Make sure that all other family members, especially children and animals are a safe distance away. This means keeping dogs and cats indoors where they won’t become distressed. 

Second, you need to make sure to stay well clear of property and people and in a clearing away from any trees. Go to the middle of a field on your land or out somewhere that doesn’t require a permit.

Keep everyone at a distance and retreat yourself when you have lit the firework. Don’t return to it if you think it hasn’t lit properly just in case it is slower to ignite than you expect. 

Finally, be careful at all times with flammable materials and containers near the launch site. Keep any packaging well away from the launch site to avoid the risk of fires from sparks. Also, make sure to have water nearby for extinguishing and disposing of fireworks.

Should we leave fireworks to the professionals?

This is the best advice if you want to celebrate a special occasion with fireworks. There are plenty of trained professionals that know how to set up a stunning display with minimal risks.
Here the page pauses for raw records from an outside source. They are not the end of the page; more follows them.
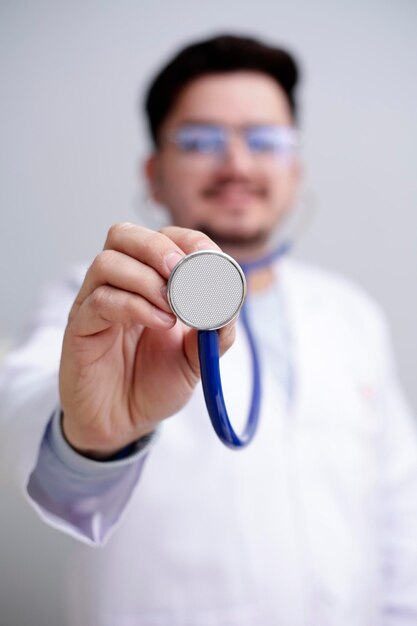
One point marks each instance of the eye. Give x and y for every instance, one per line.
x=200, y=139
x=270, y=139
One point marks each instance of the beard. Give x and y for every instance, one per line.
x=250, y=241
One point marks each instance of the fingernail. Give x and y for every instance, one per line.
x=165, y=317
x=172, y=259
x=206, y=245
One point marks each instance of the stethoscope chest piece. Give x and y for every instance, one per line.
x=206, y=289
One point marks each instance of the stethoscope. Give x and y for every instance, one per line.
x=206, y=291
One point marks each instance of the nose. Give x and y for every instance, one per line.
x=236, y=158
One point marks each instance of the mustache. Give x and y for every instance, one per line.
x=238, y=184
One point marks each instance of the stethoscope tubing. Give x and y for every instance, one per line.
x=209, y=356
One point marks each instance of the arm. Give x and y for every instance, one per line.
x=398, y=498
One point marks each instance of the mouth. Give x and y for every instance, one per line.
x=233, y=195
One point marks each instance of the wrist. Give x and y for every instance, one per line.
x=99, y=450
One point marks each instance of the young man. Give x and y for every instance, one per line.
x=315, y=522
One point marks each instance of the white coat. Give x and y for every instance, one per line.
x=314, y=524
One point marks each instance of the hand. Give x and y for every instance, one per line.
x=126, y=362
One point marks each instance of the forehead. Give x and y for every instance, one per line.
x=231, y=98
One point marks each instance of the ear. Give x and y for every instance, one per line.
x=151, y=170
x=297, y=171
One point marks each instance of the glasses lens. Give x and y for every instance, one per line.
x=271, y=139
x=200, y=139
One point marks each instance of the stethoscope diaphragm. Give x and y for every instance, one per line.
x=206, y=289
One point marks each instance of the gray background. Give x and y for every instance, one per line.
x=71, y=148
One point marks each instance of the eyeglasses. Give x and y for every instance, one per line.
x=210, y=139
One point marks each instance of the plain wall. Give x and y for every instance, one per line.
x=70, y=152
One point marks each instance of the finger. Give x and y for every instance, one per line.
x=107, y=306
x=123, y=272
x=148, y=246
x=189, y=240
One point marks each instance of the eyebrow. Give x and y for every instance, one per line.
x=208, y=122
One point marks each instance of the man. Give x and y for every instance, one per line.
x=315, y=522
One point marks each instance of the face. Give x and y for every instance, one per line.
x=239, y=196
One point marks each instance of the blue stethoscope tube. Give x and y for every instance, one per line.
x=208, y=350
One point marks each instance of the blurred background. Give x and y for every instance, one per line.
x=72, y=142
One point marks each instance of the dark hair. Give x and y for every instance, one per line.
x=224, y=53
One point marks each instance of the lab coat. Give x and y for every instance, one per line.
x=315, y=523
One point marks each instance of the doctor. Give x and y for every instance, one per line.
x=103, y=424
There may be small fires, but they won’t lead to the same massive wildfires, injuries, or property damage. Make the most of these events instead of worrying about setting up one or two rockets in your own yard.

The health and safety risks aren’t worth the expense or effort when free public events are so much more fun. 

Firework fires are common but avoidable. 

There are two key takeaways here when it comes to firework fires.

The first is that the risk of fire is greater than you expect because of the dangerous materials and reactions involved. Improper use can lead to wildfires, house fires, and more with severe consequences. The prevalence increases significantly on the Fourth of July.

The second is that you can reduce the risks by understanding firework safety or, better yet, declining to use commercial fireworks and only attending professional displays.